Hello All. I have a geospatial data in netCDF format with monthly frequency. Time variable is an array of DateTime
objects. I want a selected variable var[LAT, LON, DEPTH, MONTH]
to be reduced to var[LAT, LON, DEPTH, YEAR]
, where the value for each YEAR
is an average of all months of this year. I don’t need to write data back into netCDF. What is the most efficient way to do this in Julia?
Have you tried just writing a loop? e.g.
newvar = zeros(eltype(var), size(var,1), size(var,2), size(var,3), nyears)
count = zeros(Int, size(newvar))
for i in CartesianIndices(var)
inew = CartesianIndex(i[1], i[2], i[3], month2year(i[4]))
newvar[inew] += var[i]
count[inew] += 1
end
newvar ./= count # mean
where nyears
and month2year
are defined appropriately.
Yes, I can do it a straightforward way with a loop. I thought if any package already has some function like coarsen
in xarray, or some one liner is possible.
Convert to a DataFrame, and use DataFramesMeta to group by year and avg over the months, with @combine
A solution without DataFramesMeta could look like
using DataFrames, Dates, Statistics
d = DataFrame(month = now()-Year(1):Month(1):now(), lat = rand(13), lon = rand(13), depth = rand(13))
vars = [:lat, :lon, :depth]
d[!,:year] = floor.(d.month, Year)
r = combine(groupby(d, :year), vars .=> mean)
My data is a huge 4d array. I don’t think a data frame is an appropriate data structure for it.
maybe you should explain precisely the structure of your data.

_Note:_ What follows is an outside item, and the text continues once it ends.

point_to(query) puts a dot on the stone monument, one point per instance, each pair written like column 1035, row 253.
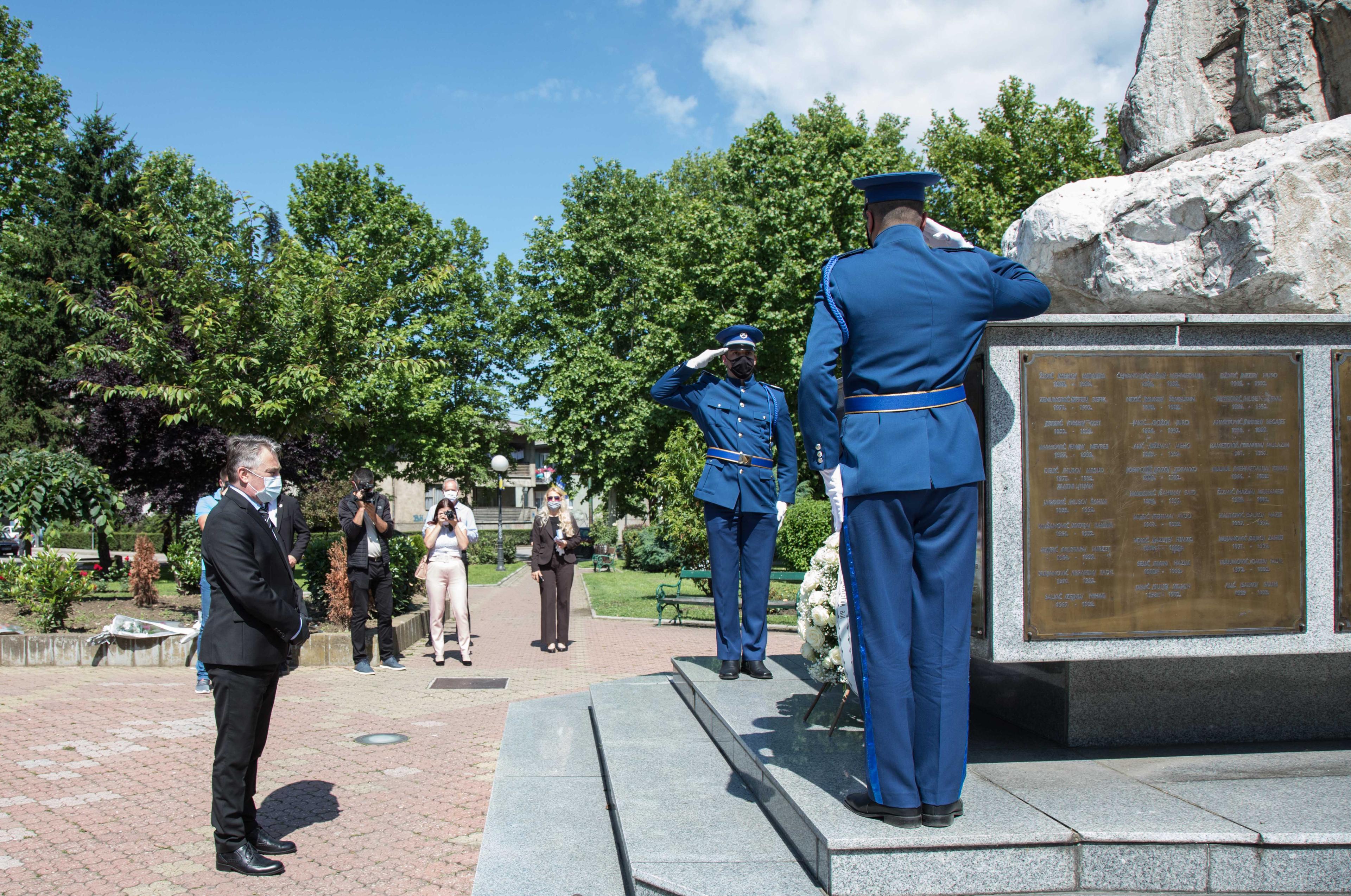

In the meantime you will have some attempts to interpret, among which I add mine, imagining a matrix structure sorted by the last column: the date.
[mean(m[1+(i-1)*12:12+(i-1)*12,:],dims=1) for i in 1:Int(size(m,1)/12)]
You could use the YAXArrays package for that. See Estimating statistics per month · Issue #217 · JuliaDataCubes/YAXArrays.jl · GitHub for an example of doing time aggregation. Beware, that this example will only work on Version 0.4.We recently switched the package to use DimensionalData as the array type and need to polish some edges.
This does exactly what I need, thanks! (How could I forget about comprehensions??)
I’ll look at YAXarrays, thanks. I am an active python xarray
user, who tries to port some of its functionality to Julia in a domain specific way.